En Ambientes inquietantes, junto a textos sobre el uso de la cocaína, la venta de sangre o la vida en la cárcel de mujeres, destaca un largo texto de Ignacio Carral titulado Entre los apaches de Marsella, que traza un retrato siniestro de esa ciudad francesa en los años 30, un inmenso lodazal trufado de delincuentes, políticos corruptos, policías sobornados y ensaladas de tiros entre distintos sectores del hampa a todas horas del día y de la noche. Temas aparentemente actuales, como la cuestión trans, son abordados (más como entretenimiento que como acercamiento serio al asunto) en el tronchante artículo de Antonio G. Linares (personaje omnipresente en la antología del señor Doria) titulado Tercer sexo.
Entretenimiento de primera línea
Los años amarillos se revela, pues, como una sorprendente y entretenidísima antología de los albores de un periodismo entre alternativo, amarillento, fantasioso, cutre y concebido a menudo para la diversión de las clases medio iletradas cuya lectura demuestra, como sostiene el antólogo, que no hay nada nuevo bajo el sol ni en el periodismo. Sucesos, extravagancias, engañifas, frikismo galopante mucho antes de que ese concepto cuajara en España…Todo eso lo encontrará el lector curioso en Los años amarillos, libro con el que, aparentemente, el señor Doria cierra su trilogía periodística centrada en los años previos a la Guerra Civil.
Este nuevo periodismo español de tiempos casi remotos se diferencia del norteamericano de los años 60 en una cierta tendencia al melodrama y al cultivo de la superchería, pero hay algo muy refrescante en esos textos escritos en primera persona por gente de la que solo se acuerda actualmente su antólogo.
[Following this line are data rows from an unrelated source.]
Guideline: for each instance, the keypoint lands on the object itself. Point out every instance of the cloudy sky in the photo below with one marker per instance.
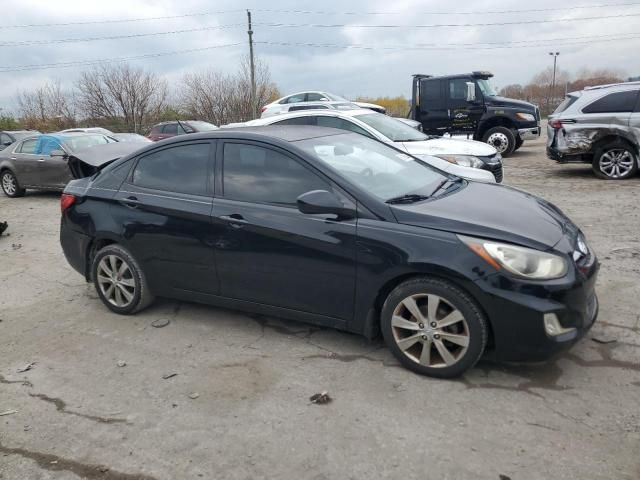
(420, 45)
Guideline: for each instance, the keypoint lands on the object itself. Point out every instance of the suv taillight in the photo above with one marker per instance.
(557, 124)
(66, 200)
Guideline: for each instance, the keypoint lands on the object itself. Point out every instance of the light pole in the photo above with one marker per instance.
(553, 81)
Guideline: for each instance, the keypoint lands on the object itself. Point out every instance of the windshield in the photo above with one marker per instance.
(85, 141)
(202, 126)
(486, 87)
(373, 166)
(391, 128)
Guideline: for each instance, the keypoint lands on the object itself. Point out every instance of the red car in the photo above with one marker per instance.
(171, 129)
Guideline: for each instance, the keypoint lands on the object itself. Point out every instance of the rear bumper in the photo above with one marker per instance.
(529, 133)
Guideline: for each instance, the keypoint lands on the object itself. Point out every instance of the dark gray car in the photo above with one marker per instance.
(43, 162)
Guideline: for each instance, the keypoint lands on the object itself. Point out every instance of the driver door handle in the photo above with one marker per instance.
(234, 220)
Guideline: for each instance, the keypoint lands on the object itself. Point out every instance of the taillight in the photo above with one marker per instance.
(66, 200)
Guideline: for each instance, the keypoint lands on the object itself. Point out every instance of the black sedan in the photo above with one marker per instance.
(337, 229)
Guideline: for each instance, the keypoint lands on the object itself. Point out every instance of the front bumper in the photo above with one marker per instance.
(529, 133)
(516, 312)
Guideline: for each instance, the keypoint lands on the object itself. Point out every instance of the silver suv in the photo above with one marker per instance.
(601, 126)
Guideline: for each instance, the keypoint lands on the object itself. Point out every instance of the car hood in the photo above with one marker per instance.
(491, 211)
(498, 101)
(449, 146)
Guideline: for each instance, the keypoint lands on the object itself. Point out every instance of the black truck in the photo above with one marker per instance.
(467, 104)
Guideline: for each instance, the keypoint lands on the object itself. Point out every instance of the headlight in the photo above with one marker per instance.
(463, 160)
(526, 116)
(521, 261)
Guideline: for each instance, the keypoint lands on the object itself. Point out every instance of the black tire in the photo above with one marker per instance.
(519, 143)
(141, 296)
(502, 139)
(476, 330)
(616, 151)
(7, 178)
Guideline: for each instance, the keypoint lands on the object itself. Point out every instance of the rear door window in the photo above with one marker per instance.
(619, 102)
(28, 146)
(181, 169)
(261, 175)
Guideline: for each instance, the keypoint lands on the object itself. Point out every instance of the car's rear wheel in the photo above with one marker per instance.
(119, 281)
(10, 185)
(615, 161)
(502, 139)
(433, 328)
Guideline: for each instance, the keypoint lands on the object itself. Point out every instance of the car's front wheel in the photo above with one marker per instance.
(10, 185)
(433, 328)
(615, 161)
(119, 280)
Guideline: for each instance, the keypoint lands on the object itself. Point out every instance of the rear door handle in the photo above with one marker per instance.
(235, 220)
(131, 202)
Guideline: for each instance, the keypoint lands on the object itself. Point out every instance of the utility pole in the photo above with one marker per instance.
(553, 81)
(254, 107)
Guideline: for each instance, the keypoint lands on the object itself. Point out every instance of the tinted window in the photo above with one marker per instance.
(430, 89)
(171, 129)
(296, 121)
(28, 146)
(261, 175)
(294, 98)
(316, 97)
(614, 102)
(458, 89)
(180, 169)
(334, 122)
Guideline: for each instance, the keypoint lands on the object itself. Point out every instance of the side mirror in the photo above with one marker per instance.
(321, 201)
(471, 92)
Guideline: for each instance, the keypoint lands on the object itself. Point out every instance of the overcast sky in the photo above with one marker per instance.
(595, 43)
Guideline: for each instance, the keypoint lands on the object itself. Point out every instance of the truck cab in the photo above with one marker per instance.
(467, 104)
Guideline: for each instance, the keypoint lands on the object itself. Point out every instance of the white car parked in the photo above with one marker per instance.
(284, 104)
(465, 158)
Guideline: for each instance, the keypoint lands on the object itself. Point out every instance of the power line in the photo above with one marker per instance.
(474, 12)
(20, 43)
(450, 46)
(309, 12)
(82, 63)
(437, 25)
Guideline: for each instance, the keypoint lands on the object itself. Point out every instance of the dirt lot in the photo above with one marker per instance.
(81, 415)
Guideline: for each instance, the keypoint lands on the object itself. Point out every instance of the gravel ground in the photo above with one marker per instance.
(95, 403)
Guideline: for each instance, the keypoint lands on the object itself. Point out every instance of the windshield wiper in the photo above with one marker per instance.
(410, 198)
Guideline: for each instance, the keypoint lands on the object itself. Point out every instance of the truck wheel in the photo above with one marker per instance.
(519, 142)
(502, 139)
(615, 161)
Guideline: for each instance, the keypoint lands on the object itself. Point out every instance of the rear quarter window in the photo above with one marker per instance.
(619, 102)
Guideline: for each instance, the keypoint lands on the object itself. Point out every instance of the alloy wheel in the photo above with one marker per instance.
(116, 281)
(499, 141)
(616, 163)
(9, 184)
(430, 331)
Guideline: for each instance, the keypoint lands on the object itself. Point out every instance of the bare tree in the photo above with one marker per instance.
(221, 99)
(49, 107)
(123, 95)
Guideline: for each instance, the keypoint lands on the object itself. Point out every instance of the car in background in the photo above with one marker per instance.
(7, 137)
(283, 104)
(178, 127)
(45, 162)
(130, 137)
(601, 126)
(465, 158)
(100, 130)
(340, 230)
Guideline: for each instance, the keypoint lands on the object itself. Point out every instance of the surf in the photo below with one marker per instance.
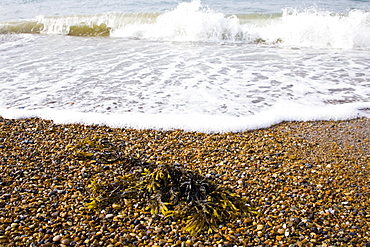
(193, 22)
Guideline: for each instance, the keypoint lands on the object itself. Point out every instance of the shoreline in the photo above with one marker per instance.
(309, 180)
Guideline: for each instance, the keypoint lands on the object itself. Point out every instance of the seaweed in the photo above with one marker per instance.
(169, 190)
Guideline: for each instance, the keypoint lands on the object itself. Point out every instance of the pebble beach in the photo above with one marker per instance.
(308, 180)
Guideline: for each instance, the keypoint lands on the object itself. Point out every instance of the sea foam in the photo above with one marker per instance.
(197, 122)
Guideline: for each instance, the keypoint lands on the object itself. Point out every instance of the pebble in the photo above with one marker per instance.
(45, 185)
(57, 238)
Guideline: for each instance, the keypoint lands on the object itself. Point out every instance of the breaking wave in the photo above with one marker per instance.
(191, 21)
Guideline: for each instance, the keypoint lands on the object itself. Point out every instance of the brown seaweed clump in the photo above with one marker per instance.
(169, 190)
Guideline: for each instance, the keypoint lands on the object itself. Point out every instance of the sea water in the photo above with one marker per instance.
(210, 66)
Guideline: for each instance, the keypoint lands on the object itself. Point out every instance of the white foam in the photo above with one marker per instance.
(197, 122)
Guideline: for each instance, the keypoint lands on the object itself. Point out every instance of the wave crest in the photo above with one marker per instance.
(191, 21)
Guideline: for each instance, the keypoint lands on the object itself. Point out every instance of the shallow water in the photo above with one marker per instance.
(189, 65)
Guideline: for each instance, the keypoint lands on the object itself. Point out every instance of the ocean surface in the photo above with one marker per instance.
(208, 66)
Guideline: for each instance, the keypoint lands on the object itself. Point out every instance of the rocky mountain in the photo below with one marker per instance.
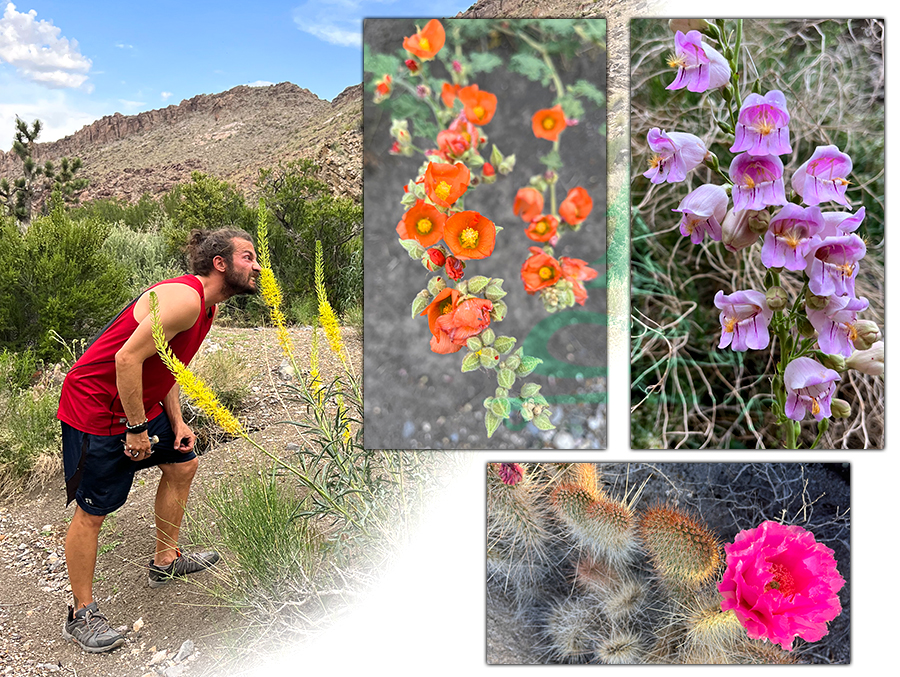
(231, 135)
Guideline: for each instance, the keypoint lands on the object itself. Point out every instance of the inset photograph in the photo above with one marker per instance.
(757, 234)
(485, 234)
(668, 563)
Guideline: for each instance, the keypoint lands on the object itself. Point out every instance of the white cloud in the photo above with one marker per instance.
(38, 52)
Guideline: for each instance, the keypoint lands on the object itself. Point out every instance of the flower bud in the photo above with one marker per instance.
(815, 302)
(436, 285)
(840, 408)
(867, 333)
(869, 361)
(776, 298)
(434, 258)
(455, 268)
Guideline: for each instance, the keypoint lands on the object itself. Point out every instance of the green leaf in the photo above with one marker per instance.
(491, 422)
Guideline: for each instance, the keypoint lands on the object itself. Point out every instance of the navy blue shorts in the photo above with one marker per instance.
(98, 473)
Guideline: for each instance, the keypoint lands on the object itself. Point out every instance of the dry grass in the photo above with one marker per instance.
(685, 392)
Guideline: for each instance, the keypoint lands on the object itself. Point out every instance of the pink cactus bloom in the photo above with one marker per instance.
(762, 127)
(674, 155)
(703, 210)
(842, 223)
(758, 181)
(781, 583)
(510, 473)
(700, 67)
(833, 263)
(823, 177)
(810, 387)
(745, 320)
(790, 237)
(835, 324)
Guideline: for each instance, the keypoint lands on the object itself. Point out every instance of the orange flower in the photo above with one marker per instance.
(540, 270)
(468, 319)
(443, 304)
(427, 42)
(470, 235)
(548, 123)
(479, 106)
(445, 184)
(576, 270)
(542, 228)
(448, 93)
(423, 222)
(576, 207)
(528, 204)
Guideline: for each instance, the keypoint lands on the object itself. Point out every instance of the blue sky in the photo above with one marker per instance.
(70, 63)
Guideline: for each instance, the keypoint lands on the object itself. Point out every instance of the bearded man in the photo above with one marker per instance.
(117, 397)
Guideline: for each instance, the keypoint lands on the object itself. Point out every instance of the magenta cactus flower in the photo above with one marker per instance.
(810, 387)
(790, 237)
(762, 127)
(823, 177)
(833, 263)
(674, 155)
(745, 320)
(758, 181)
(835, 324)
(700, 67)
(781, 583)
(703, 210)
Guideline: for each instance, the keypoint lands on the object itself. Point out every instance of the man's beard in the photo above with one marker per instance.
(235, 284)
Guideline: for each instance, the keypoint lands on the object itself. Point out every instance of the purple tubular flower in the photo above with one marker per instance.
(810, 387)
(700, 67)
(762, 127)
(758, 181)
(833, 263)
(842, 223)
(823, 177)
(674, 155)
(790, 237)
(702, 212)
(834, 324)
(745, 320)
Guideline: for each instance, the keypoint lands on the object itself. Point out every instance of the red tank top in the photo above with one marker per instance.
(90, 400)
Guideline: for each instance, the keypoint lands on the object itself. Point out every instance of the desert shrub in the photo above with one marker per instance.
(144, 256)
(64, 283)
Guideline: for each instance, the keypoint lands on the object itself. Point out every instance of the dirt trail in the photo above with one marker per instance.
(34, 590)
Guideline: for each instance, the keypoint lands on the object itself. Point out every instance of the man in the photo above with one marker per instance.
(117, 397)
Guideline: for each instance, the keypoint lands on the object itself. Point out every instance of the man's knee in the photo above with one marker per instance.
(180, 472)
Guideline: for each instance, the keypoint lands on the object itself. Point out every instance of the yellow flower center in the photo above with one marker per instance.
(442, 190)
(469, 238)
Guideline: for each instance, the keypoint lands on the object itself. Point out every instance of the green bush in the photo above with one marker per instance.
(62, 282)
Para el lector con curiosidad sobre los orígenes del frikismo periodístico español, Los años amarillos constituye un entretenimiento de primera línea, un acercamiento a los sectores sociales más marginales y/o extravagantes y, sobre todo, una colección de historias muy peculiares (y puede que despreciadas en su momento por la gente seria, esa maldición de la humanidad) que el señor Doria ha tenido el detalle de rescatar del olvido para nuestra diversión, mezclada con la evidencia de que en este oficio del periodismo siempre hubo gente dispuesta a optar por las rarezas de la sociedad y explicárselas a sus contemporáneos. En primera persona, además, ese estilo que, hasta hace cuatro días (lo comprobé en los inicios de mis colaboraciones en El País durante los años 90), provocaba la indignación de los colegas progresistas y biempensantes.